Posts tagged outside.in
Route Blogging
Oct 12th
At dConstruct in Brighton last month Steven Johnson talked at length about his startup, outside.in, that collects together place-blogs to display aggregates commentary and information on a block, neighbourhood and city level. The site is US-only at the moment, which made it a curious presentation for a largely non-US audience. Their toolset for extracting geographical information from blog entries is impressive, but a number of us were talking afterwards about what the real value of such aggregation is for those who might already live in an information-rich or tightly knit neighbourhood.

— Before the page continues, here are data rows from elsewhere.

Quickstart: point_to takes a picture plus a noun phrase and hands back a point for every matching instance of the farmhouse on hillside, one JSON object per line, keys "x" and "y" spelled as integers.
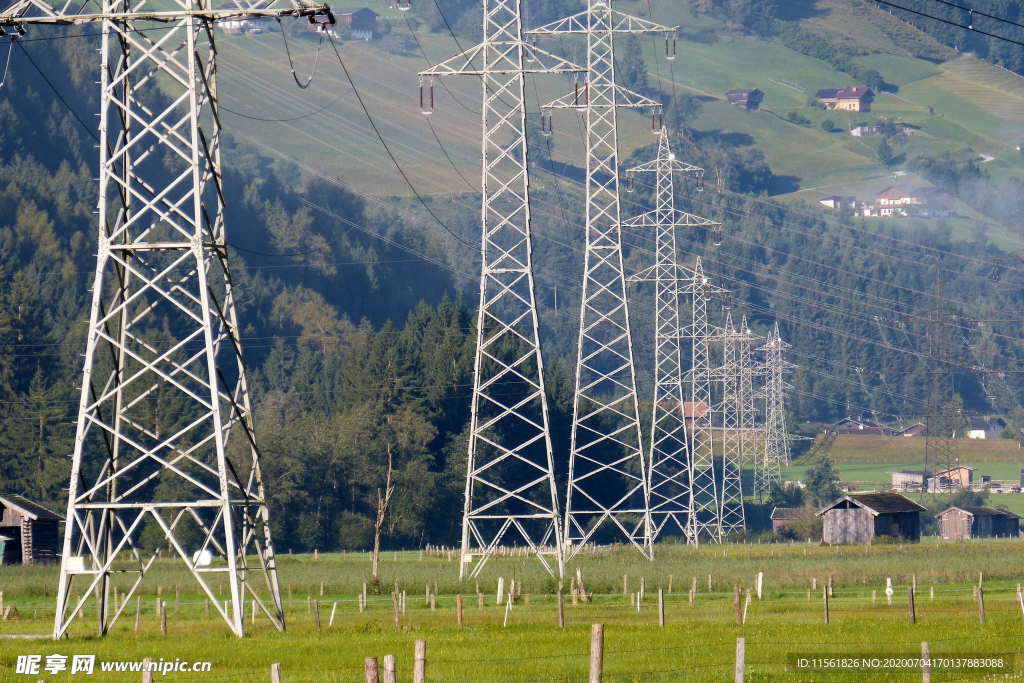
{"x": 33, "y": 529}
{"x": 847, "y": 99}
{"x": 958, "y": 523}
{"x": 862, "y": 517}
{"x": 748, "y": 98}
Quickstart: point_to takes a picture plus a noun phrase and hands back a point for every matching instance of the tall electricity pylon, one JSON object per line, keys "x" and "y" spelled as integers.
{"x": 734, "y": 419}
{"x": 752, "y": 437}
{"x": 607, "y": 483}
{"x": 165, "y": 439}
{"x": 776, "y": 446}
{"x": 669, "y": 453}
{"x": 706, "y": 517}
{"x": 510, "y": 481}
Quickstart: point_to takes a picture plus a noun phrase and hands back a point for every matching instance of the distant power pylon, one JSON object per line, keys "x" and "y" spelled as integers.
{"x": 776, "y": 438}
{"x": 736, "y": 416}
{"x": 751, "y": 446}
{"x": 165, "y": 437}
{"x": 510, "y": 482}
{"x": 706, "y": 517}
{"x": 607, "y": 483}
{"x": 669, "y": 445}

I find outside.in handy for keeping up with news from Grand Rapids now that I no longer live there, but even if it were available in the UK I suspect its main use would be for identifying other local people rather than learning what’s going on. And even then, there are existing community discussion groups and other fora that work well.
What would seem really compelling is a way to connect with the places that only get our partial attention. A couple of times a week I take a bus past a local leisure centre. It’s not somewhere that I’m likely to use at the moment, but with big life changes coming up it may be somewhere I’m more interested in before long. It wasn’t until after the fact that I saw that it was the centre of some controversial planning decisions, far too late to engage in the debate.

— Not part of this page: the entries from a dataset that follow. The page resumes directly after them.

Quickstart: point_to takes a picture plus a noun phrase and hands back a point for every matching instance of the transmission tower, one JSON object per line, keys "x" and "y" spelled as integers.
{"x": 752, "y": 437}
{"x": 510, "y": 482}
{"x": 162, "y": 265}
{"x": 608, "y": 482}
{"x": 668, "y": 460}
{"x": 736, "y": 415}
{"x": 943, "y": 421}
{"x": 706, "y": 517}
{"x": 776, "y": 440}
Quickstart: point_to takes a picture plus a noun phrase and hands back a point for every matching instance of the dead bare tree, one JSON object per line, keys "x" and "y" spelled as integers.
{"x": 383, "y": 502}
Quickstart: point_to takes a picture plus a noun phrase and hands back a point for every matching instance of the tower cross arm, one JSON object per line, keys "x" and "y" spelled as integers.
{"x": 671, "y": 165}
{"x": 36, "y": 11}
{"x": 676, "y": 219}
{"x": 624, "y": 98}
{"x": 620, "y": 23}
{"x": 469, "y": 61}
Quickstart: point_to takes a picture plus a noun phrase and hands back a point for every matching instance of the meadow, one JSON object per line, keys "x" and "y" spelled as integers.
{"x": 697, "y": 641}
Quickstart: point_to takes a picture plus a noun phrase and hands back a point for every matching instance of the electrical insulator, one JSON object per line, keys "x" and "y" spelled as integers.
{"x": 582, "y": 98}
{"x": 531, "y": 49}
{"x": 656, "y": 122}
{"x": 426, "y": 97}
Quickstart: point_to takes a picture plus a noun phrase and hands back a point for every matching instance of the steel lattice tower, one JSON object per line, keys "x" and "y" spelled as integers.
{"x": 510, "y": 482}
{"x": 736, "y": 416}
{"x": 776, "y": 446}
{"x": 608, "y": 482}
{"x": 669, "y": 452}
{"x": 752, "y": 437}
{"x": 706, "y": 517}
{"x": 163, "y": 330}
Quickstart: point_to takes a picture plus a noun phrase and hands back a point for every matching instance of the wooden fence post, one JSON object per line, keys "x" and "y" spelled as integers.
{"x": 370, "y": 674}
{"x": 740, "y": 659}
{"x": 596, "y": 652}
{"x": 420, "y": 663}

We all travel along a variety of paths all the time. Often only a few of the places on our routes get much of our attention, but most of them are of some importance to us. I’d really like to have a site that was aware of my most common (or preferred) routes and helped me engage with them more deeply. Presumably it wouldn’t be much more work than that outside.in does to assemble place-blogs. That geo-data just needs to be mapped to a trajectory rather than a simple locale.
More on “Are Online Social Networks the new Cities?”
May 21st
I promised a few of my own thoughts after liveblogging the “Are online social networks the new cities” at yesterday’s Innovation Edge conference. I’ve not had much time to reflect on the session, which is a shame as it’s a question that touches on a lot of areas of interest for me, but being so broad it can be hard to impose an appropriate structure on the conversation, particularly with such a large audience.

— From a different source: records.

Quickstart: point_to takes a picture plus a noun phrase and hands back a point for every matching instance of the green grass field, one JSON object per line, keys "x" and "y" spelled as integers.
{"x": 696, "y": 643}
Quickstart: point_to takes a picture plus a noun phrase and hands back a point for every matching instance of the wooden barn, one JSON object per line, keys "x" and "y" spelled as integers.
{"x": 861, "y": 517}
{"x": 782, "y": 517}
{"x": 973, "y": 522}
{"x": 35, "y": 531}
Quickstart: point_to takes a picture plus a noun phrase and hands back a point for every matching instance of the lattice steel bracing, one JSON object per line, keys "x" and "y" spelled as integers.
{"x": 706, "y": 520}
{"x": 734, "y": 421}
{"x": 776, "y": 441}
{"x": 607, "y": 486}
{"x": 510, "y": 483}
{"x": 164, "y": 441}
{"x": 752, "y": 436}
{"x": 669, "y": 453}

I very nearly gave up making notes during the session as it seemed to wander quite some way from the intended topic, spending a lot more time on the implications of social networking sites for education and family life. Certainly family life and the education system are key components of city life and looking at them is part of answering the question, but too much time was spent on that topic when none of the panel were really in a position to discuss it in any great detail.
Michael Birch’s comments that they had thought a lot about urban development when planning Bebo were probably the point that most piqued my interest. His reference to the problems of fabricating a community in the way that Milton Keynes, Welwyn Garden City and other similar towns were created is an important point for anyone seeking to design online social spaces. It’s a shame he wasn’t encouraged to develop that further. This is one area where our understanding of the web is very clearly still in its very early stages; we’re only just beginning to see platforms that allow people to mould their surroundings in a way analagous any good physical city allows and developing that way is likely to push at many of our preconceptions.
As with so many conversations about the web—whether we’re talking about the differences between the so-called Webs 1, 2 and 3, the relationship between blogs and traditional journalism, or social networks and other forms of interaction—I got a sense that there were false dichotomies. As the panel thankfully noted, teenage behaviour may look different online but in most respects what we’re seeing is an extension of the teenage norms we’ve seen over several generations. And similarly the most fertile conversations about cities and social networks seem to hinge on things like our local ning group, the Facebook Neighbourhoods app, outside.in, and tools like some of those MySociety is building. The web doesn’t simply replace spaces, but whether limited or pervasive it can augment them, as Andrew Blum discussed in a piece from October.
Maybe a future session of this sort could work better if it were focussed more tightly on innovation in the overlap between urban spaces and pervasive internet.